The plan is meant to at least contain the structural unemployment that threatens to undermine economic growth and consumption for years to come, especially in heavily populated Spain and Italy, but also in Portugal, Greece, Ireland, and even France.
“We are not willing to waste another minute in the struggle against youth unemployment. … The world will not wait for Europe,” said Spanish Prime Minister Mariano Rajoy, whose country would presumably be one of the biggest beneficiaries of the project. “We must act in order for citizens to see in Europe a hopeful project.”
The problem and promises are not new, but the circumstances are. It’s election year in Germany; the deficit-crisis appears under control, even if far from resolved; and most importantly, resentment against public cuts that are eroding the welfare model is making many lose faith in the European project.
As such, the plan is clever political response to growing public resentment against austerity-driven policies, as it will allow the EU to cheapen credit for struggling periphery economies, but without fiscally conservative, richer populations in northern Europe feeling they are rescuing unscrupulous governments, experts say.

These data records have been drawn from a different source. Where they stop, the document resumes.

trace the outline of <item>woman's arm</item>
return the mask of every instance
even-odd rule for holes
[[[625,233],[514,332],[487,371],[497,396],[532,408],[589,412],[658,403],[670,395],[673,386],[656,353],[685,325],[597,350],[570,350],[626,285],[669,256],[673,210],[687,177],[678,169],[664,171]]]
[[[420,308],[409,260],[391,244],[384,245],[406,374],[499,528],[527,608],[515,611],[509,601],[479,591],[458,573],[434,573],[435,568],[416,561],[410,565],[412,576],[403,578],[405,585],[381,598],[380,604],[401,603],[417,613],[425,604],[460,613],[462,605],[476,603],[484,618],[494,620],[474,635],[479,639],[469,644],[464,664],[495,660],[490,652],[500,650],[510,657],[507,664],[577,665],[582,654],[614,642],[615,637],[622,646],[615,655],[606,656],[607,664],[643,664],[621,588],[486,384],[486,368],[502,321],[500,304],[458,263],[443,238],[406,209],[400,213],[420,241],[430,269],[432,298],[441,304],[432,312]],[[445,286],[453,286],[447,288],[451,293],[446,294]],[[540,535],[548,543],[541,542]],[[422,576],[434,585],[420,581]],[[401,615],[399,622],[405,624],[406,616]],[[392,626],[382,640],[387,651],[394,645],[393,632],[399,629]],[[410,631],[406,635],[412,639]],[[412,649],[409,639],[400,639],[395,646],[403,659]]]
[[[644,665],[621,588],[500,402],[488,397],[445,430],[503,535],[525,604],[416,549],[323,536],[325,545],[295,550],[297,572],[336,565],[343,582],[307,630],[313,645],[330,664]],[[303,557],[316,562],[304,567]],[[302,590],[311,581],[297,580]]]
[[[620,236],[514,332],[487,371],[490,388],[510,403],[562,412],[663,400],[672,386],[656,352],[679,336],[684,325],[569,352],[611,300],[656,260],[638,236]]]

“It’s a lot easier to sell the idea of economic stimulus geared to help decrease almost 60 percent youth unemployment in Spain than to offer money to build more airports,” says José García Montalvo, an applied economics professor in the Universitat Pompeu Fabra.
But the German turnaround is ultimately driven by international pressure, not just from European periphery countries, but from the US, Japan, and China. “Germany has been closed to any policies from the EU that offered economic expansion to the south, but the pressure was too big.”
Additionally, Germany is signing deals to channel cheap credit that its banks can access to small- and medium-size companies in Spain, Portugal, and Greece to bypass “the long route through European institutions,” as described by Finance Minister Wolfgang Schaeuble.
Under the plan, Germany’s development bank would lend its counterpart institutions in periphery countries at the low rates it has access to, which would then be lent to local companies. Berlin is also offering jobs and apprenticeships to southern Europeans.
Plans to fight youth unemployment are key not only to the economy but political integration. “We need to be more successful in our fight against youth unemployment, otherwise we will lose the battle for Europe’s unity,” Mr. Schaeuble said. If Europe cannot protect its welfare model, he said, “we would have revolution.”
But experts suggest the new drive to decrease unemployment is limited in scope. Case in point: Spain, says Dr. Montalvo. “We don’t have a problem of youth unemployment. We have a problem of unemployment in general, but if you solve that, you solve the rest.”
Spain’s youth unemployment is slightly more than twice the general population's, which is the average for Western countries. “Italy has a problem of youth unemployment, and so does Sweden, because theirs is three times as high” as their general unemployment and thus structurally harder to tackle, he explained.
“These measures are cyclical and have been implemented many times with only temporary impact,” Montalvo says, suggesting instead a banking union would be more effective to get credit flowing.